Open/Close Menu Alain Daniélou Site officiel

Discours d’introduction prononcé par Jacques Cloarec lors de la projection, en avant-première, du documentaire « L’Esprit Libre », consacré à Alain Daniélou et réalisé par Joël Farges, le 17 septembre 2024 à la cinémathèque suisse (Lausanne).
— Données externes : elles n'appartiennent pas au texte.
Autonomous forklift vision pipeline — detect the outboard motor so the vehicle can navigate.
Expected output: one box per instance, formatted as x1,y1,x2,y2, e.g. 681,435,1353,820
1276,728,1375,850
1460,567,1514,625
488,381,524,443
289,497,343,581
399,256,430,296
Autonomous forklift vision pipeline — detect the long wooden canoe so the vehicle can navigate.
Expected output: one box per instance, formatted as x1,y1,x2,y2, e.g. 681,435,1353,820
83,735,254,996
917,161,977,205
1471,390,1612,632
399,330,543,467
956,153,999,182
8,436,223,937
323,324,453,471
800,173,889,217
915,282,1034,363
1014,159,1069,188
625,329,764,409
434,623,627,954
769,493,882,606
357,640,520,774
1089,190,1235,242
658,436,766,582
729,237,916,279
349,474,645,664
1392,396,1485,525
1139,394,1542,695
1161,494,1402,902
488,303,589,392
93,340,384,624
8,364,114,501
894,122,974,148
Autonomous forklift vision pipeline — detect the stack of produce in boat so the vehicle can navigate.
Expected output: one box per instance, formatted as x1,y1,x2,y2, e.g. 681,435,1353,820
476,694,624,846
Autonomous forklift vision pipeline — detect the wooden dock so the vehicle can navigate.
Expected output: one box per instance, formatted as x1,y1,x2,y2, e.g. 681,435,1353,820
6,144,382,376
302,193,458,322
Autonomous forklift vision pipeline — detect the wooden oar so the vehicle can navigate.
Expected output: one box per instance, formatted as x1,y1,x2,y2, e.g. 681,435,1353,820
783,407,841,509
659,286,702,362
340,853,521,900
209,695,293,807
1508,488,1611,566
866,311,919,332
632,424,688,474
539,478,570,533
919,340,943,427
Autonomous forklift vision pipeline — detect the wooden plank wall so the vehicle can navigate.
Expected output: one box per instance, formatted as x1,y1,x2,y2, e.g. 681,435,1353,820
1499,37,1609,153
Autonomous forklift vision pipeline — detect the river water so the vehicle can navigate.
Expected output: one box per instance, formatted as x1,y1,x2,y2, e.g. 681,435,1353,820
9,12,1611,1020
Au cours de ces trois décennies passées auprès d’Alain Daniélou, je n’ai jamais pu lui attribuer une qualité ou un défaut qui ne soit immédiatement démenti par son contraire. A peine exprimé vous revenaient en mémoire dix exemples de la qualité ou du défaut opposé. Il est essentiel de préciser deux concepts Sagesse et Passion qui caractérisent particulièrement bien la personnalité d’Alain Daniélou. Considérant sage dans son sens étymologique, son sens premier qui vient du latin sapiens, le savoir, il ne fait aucun doute qu’Alain Daniélou correspondait parfaitement à cette définition par les immenses connaissances qu’il avait accumulées. Le sens ancien que le dictionnaire donne à ce mot : qui a la connaissance juste des choses, éclairé, savant En fait correspond tout à fait à Alain Daniélou. Par contre si on prend ce mot dans le sens moderne qu’on lui donne c’est-à-dire gentil, obéissant, chaste, modeste, mesuré, prudent, raisonnable, tous adjectifs que je trouve dans le dictionnaire, nous sommes obligés de les considérer comme antinomiques à sa personnalité. Était-il à l’abri de ce qui tourmente les autres hommes? désigné pour sa réputation d’objectivité? Je n’en suis pas si sûr. Il me disait souvent quand il avait programmé quelque bizarrerie : Je suis totalement déraisonnable. Et cela était tout à fait juste et bien vu. Par contre la passion l’habitait et ici, à l’inverse, non plus dans le sens étymologique puisqu’il est lié à la souffrance, passion en latin. Le mot pâtir en découle, ce n’était pas son genre. Mais au contraire, dans le sens moderne d’un intérêt intense pour toutes les tâches qu’il entreprenait tout autant que pour les plaisirs que pouvaient lui offrir les beautés de la terre ou des hommes. La passion était sienne souvent dans une opinion irraisonnée, affective, violente mais sans doute pas sous forme d’états affectifs et intellectuels assez puissants pour dominer la vie de l’esprit par l’intensité de leurs effets ou par la permanence de leur action. Le voici dans des voitures ultra-rapides, des Porsche, des Jaguar, brulant sans vergogne les feux rouges dans un Berlin très policé. Le voici fumant cigarette sur cigarette depuis son séjour à Adyar où cela était interdit.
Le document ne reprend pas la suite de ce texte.